A Python package for Modern ColBERT (late interaction) embeddings with native multi-vector support for efficient retrieval using Qdrant vector database.

## Features

- **Dual Backend Architecture**: ONNX for fast retrieval, PyTorch for GPU indexing
- **Native Multi-Vector Support**: Optimized for Qdrant's MaxSim comparator
- **Smart Installation**: Lightweight retrieval or heavy indexing based on your needs
- **Production Ready**: Separate deployment targets for different workloads

## Quick Start

### Installation

```bash
# Lightweight retrieval (ONNX + Qdrant)
pip install lateness

# Heavy indexing (PyTorch + Transformers + ONNX + Qdrant)
pip install lateness[index]
```

### Backend Selection

### Basic Usage

**Default Installation (ONNX Backend):**
```python

# pip install lateness
from lateness import ModernColBERT
colbert = ModernColBERT("prithivida/modern_colbert_base_en_v1")
# Output:
# 🚀 Using ONNX backend Using ONNX backend (default, for GPU accelerated indexing, install lateness[index] and set LATENESS_USE_TORCH=true)
# 🔄 Downloading model: prithivida/modern_colbert_base_en_v1
# ✅ ONNX ColBERT loaded with providers: ['CPUExecutionProvider']
# Query max length: 256, Document max length: 300
```

**Index Installation (PyTorch Backend):**
```python
# pip install lateness[index]
import os
os.environ['LATENESS_USE_TORCH'] = 'true'
from lateness import ModernColBERT

colbert = ModernColBERT("prithivida/modern_colbert_base_en_v1")
# Output:
# 🚀 Using PyTorch backend (LATENESS_USE_TORCH=true)
# 🔄 Downloading model: prithivida/modern_colbert_base_en_v1
# Loading model from: /root/.cache/huggingface/hub/models--prithivida--modern_colbert_base_en_v1/...
# ✅ PyTorch ColBERT loaded on cuda
# Query max length: 256, Document max length: 300
```

**Complete Example with Qdrant:**

For a complete working example with Qdrant integration, environment setup, and testing instructions, see the [examples/qdrant folder](./examples/qdrant/).

The examples include:
- Environment setup and testing
- Local Qdrant server management
- Complete indexing and retrieval workflows
- Both ONNX and PyTorch backend examples

## Architecture

### Two Deployment Models

**Retrieval Service (Lightweight)**
```bash
pip install lateness
```
- ONNX backend (fast CPU inference)
- Qdrant integration
- ~50MB total dependencies
- Perfect for user-facing search APIs

**Indexing Service (Heavy)**
```bash
pip install lateness[index]
```
- PyTorch backend (GPU acceleration)
- Full Transformers support
- ~2GB+ dependencies
- Perfect for batch document processing

### Backend Selection

The package uses environment variables for backend control:

- **Default behavior** → ONNX backend (CPU retrieval)
- **`LATENESS_USE_TORCH=true`** → PyTorch backend (GPU indexing)

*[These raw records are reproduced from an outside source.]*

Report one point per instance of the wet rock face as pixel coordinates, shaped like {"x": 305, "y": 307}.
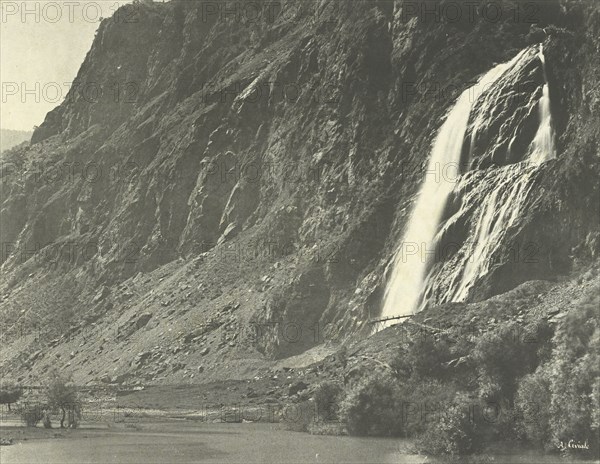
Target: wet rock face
{"x": 505, "y": 119}
{"x": 333, "y": 109}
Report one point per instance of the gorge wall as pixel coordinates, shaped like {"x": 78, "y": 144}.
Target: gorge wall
{"x": 237, "y": 189}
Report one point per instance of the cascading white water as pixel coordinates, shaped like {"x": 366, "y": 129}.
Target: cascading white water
{"x": 504, "y": 204}
{"x": 404, "y": 291}
{"x": 542, "y": 147}
{"x": 505, "y": 192}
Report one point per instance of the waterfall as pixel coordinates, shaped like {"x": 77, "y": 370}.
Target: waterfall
{"x": 502, "y": 196}
{"x": 505, "y": 202}
{"x": 403, "y": 294}
{"x": 542, "y": 147}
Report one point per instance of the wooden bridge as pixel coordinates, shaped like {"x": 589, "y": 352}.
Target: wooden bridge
{"x": 389, "y": 318}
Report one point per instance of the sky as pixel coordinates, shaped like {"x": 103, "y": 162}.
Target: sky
{"x": 42, "y": 46}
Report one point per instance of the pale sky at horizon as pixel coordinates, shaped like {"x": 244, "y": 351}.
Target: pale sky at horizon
{"x": 42, "y": 46}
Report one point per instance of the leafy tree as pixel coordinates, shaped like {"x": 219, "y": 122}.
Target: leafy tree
{"x": 10, "y": 394}
{"x": 62, "y": 395}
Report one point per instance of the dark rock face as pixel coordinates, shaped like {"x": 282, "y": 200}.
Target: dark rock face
{"x": 290, "y": 147}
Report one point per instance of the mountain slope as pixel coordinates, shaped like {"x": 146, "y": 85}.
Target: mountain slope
{"x": 239, "y": 198}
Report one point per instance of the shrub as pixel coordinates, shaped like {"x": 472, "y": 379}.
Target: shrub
{"x": 62, "y": 394}
{"x": 426, "y": 355}
{"x": 31, "y": 414}
{"x": 532, "y": 404}
{"x": 453, "y": 433}
{"x": 573, "y": 375}
{"x": 505, "y": 354}
{"x": 373, "y": 407}
{"x": 10, "y": 394}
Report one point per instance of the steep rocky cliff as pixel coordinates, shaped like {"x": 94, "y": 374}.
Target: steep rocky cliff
{"x": 221, "y": 190}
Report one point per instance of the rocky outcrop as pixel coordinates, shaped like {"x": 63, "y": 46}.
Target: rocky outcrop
{"x": 291, "y": 148}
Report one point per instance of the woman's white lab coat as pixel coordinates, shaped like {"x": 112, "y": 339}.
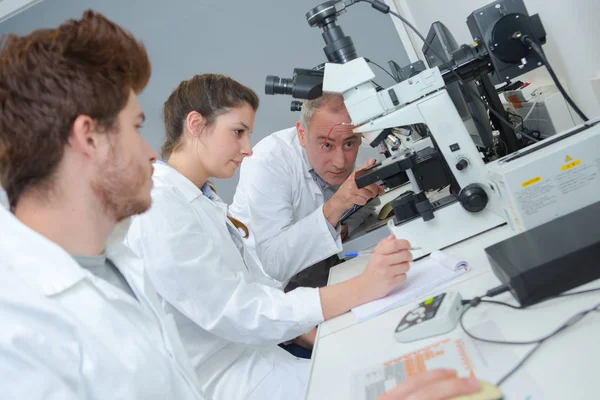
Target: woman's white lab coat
{"x": 230, "y": 324}
{"x": 66, "y": 334}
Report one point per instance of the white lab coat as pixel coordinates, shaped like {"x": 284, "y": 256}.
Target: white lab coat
{"x": 230, "y": 324}
{"x": 279, "y": 199}
{"x": 66, "y": 334}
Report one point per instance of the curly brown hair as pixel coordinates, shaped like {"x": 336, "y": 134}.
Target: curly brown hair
{"x": 50, "y": 77}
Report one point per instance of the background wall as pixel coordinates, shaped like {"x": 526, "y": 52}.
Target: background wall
{"x": 244, "y": 39}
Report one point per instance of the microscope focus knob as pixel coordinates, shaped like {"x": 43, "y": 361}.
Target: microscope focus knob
{"x": 462, "y": 164}
{"x": 473, "y": 198}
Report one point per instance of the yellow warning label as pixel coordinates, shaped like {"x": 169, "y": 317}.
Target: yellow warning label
{"x": 531, "y": 181}
{"x": 570, "y": 165}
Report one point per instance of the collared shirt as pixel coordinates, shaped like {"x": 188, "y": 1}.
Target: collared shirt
{"x": 104, "y": 268}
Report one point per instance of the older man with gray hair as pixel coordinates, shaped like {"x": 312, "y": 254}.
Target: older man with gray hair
{"x": 297, "y": 191}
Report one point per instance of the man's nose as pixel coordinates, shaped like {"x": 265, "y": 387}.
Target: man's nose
{"x": 337, "y": 159}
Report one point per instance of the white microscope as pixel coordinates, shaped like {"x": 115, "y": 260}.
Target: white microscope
{"x": 449, "y": 156}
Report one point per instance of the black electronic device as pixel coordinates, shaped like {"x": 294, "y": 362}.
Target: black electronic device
{"x": 551, "y": 258}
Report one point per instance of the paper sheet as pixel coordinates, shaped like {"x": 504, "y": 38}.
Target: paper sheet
{"x": 423, "y": 277}
{"x": 456, "y": 351}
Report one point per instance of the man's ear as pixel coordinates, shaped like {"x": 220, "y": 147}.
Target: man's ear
{"x": 84, "y": 137}
{"x": 194, "y": 122}
{"x": 301, "y": 134}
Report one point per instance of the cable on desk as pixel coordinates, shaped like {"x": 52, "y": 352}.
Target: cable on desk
{"x": 538, "y": 342}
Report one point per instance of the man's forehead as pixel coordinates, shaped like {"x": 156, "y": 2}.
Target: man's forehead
{"x": 339, "y": 134}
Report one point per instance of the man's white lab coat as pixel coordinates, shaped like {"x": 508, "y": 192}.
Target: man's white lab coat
{"x": 229, "y": 323}
{"x": 66, "y": 334}
{"x": 278, "y": 198}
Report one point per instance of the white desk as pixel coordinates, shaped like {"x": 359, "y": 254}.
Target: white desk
{"x": 564, "y": 368}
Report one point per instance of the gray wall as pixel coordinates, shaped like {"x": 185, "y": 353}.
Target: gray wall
{"x": 246, "y": 40}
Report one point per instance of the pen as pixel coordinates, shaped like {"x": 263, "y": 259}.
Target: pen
{"x": 367, "y": 252}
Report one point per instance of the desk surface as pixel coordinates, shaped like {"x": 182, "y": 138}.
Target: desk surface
{"x": 564, "y": 368}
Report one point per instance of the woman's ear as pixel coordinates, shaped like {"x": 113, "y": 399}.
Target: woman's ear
{"x": 194, "y": 123}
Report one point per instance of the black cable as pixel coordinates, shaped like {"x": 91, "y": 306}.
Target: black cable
{"x": 385, "y": 9}
{"x": 528, "y": 41}
{"x": 570, "y": 322}
{"x": 378, "y": 87}
{"x": 380, "y": 67}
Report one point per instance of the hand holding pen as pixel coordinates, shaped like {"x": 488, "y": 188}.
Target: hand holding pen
{"x": 386, "y": 269}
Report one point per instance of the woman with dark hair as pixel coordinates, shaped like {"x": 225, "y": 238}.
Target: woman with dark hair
{"x": 194, "y": 254}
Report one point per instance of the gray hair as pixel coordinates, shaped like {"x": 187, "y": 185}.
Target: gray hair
{"x": 334, "y": 101}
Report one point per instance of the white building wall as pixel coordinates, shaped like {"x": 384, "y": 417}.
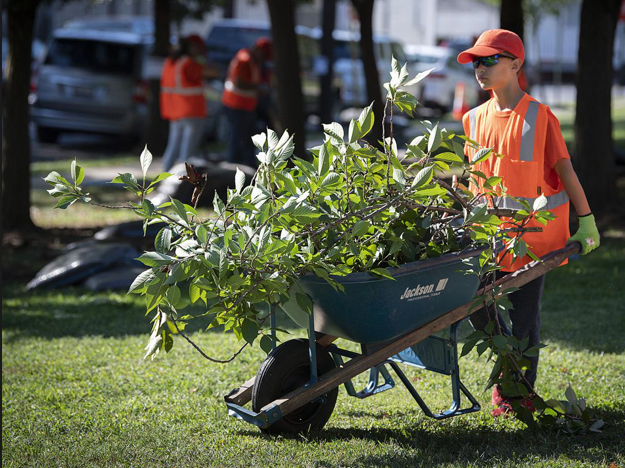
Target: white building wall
{"x": 464, "y": 19}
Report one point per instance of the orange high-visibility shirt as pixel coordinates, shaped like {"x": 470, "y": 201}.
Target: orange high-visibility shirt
{"x": 530, "y": 139}
{"x": 241, "y": 67}
{"x": 182, "y": 90}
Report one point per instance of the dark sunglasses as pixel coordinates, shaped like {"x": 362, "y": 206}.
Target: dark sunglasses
{"x": 489, "y": 61}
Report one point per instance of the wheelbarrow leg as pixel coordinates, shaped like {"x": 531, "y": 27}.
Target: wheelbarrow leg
{"x": 373, "y": 386}
{"x": 456, "y": 385}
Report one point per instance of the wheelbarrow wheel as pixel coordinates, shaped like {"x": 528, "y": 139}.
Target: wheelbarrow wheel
{"x": 285, "y": 369}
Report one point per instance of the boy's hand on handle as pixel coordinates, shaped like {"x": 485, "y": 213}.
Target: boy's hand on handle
{"x": 587, "y": 234}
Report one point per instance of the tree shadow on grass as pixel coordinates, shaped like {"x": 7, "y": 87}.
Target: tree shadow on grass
{"x": 78, "y": 312}
{"x": 442, "y": 443}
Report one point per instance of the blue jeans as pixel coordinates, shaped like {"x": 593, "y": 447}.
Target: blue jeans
{"x": 183, "y": 142}
{"x": 240, "y": 146}
{"x": 525, "y": 318}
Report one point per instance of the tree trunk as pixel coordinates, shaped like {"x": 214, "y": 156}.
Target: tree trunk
{"x": 511, "y": 16}
{"x": 158, "y": 129}
{"x": 593, "y": 155}
{"x": 372, "y": 77}
{"x": 287, "y": 70}
{"x": 326, "y": 103}
{"x": 15, "y": 116}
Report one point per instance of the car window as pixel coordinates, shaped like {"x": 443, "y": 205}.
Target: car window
{"x": 235, "y": 38}
{"x": 422, "y": 58}
{"x": 346, "y": 50}
{"x": 398, "y": 52}
{"x": 308, "y": 49}
{"x": 105, "y": 57}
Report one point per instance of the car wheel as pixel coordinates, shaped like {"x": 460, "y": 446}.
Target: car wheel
{"x": 47, "y": 135}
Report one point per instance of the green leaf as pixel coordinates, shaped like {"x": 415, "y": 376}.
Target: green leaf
{"x": 334, "y": 131}
{"x": 66, "y": 202}
{"x": 78, "y": 173}
{"x": 54, "y": 178}
{"x": 323, "y": 160}
{"x": 155, "y": 259}
{"x": 260, "y": 141}
{"x": 570, "y": 395}
{"x": 239, "y": 180}
{"x": 481, "y": 155}
{"x": 366, "y": 120}
{"x": 304, "y": 302}
{"x": 249, "y": 330}
{"x": 179, "y": 209}
{"x": 478, "y": 213}
{"x": 353, "y": 133}
{"x": 398, "y": 176}
{"x": 194, "y": 293}
{"x": 540, "y": 203}
{"x": 126, "y": 178}
{"x": 162, "y": 243}
{"x": 173, "y": 295}
{"x": 449, "y": 157}
{"x": 434, "y": 140}
{"x": 468, "y": 346}
{"x": 331, "y": 180}
{"x": 266, "y": 344}
{"x": 146, "y": 161}
{"x": 419, "y": 77}
{"x": 142, "y": 280}
{"x": 360, "y": 228}
{"x": 382, "y": 272}
{"x": 159, "y": 178}
{"x": 500, "y": 342}
{"x": 423, "y": 177}
{"x": 201, "y": 233}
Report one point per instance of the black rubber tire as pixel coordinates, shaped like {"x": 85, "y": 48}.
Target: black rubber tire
{"x": 47, "y": 134}
{"x": 285, "y": 369}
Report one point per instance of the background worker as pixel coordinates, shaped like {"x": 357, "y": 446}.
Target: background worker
{"x": 182, "y": 98}
{"x": 240, "y": 100}
{"x": 535, "y": 162}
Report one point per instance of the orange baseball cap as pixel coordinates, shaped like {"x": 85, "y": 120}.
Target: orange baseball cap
{"x": 492, "y": 42}
{"x": 196, "y": 40}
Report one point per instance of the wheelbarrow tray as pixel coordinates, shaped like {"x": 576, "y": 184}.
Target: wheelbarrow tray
{"x": 372, "y": 309}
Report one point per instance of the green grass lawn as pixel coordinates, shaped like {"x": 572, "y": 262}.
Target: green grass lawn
{"x": 76, "y": 392}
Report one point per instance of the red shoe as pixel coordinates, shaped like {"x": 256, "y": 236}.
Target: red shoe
{"x": 497, "y": 399}
{"x": 504, "y": 404}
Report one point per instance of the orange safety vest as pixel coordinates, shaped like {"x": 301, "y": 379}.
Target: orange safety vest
{"x": 237, "y": 98}
{"x": 181, "y": 97}
{"x": 523, "y": 175}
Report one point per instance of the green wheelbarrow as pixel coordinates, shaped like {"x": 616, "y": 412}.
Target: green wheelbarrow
{"x": 394, "y": 322}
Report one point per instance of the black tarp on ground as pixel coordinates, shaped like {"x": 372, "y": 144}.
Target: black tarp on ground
{"x": 83, "y": 261}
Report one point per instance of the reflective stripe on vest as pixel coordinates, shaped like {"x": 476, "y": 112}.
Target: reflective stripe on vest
{"x": 178, "y": 88}
{"x": 472, "y": 113}
{"x": 229, "y": 85}
{"x": 529, "y": 132}
{"x": 553, "y": 201}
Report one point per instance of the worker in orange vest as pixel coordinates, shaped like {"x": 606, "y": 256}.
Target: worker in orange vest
{"x": 182, "y": 98}
{"x": 536, "y": 162}
{"x": 240, "y": 99}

**Note:** PyTorch backend requires `pip install lateness[index]` to install PyTorch dependencies.

## API Reference

### ModernColBERT

```python
from lateness import ModernColBERT

# Initialize
colbert = ModernColBERT("prithivida/modern_colbert_base_en_v1")

# Encode queries
query_embeddings = colbert.encode_queries(["What is AI?"])

# Encode documents  
doc_embeddings = colbert.encode_documents(["AI is artificial intelligence"])

# Compute similarity
scores = ModernColBERT.compute_similarity(query_embeddings, doc_embeddings)
```

### Qdrant Integration

```python
from lateness import QdrantIndexer, QdrantRetriever
from qdrant_client import QdrantClient

client = QdrantClient("localhost", port=6333)

# Indexing
indexer = QdrantIndexer(client, "documents")
indexer.create_collection()
indexer.index_documents_simple(documents)

# Retrieval
retriever = QdrantRetriever(client, "documents")
results = retriever.search_simple("query", top_k=10)
```

## License

Apache License 2.0

## Contributing

Contributions welcome! Please check our [contributing guidelines](CONTRIBUTING.md).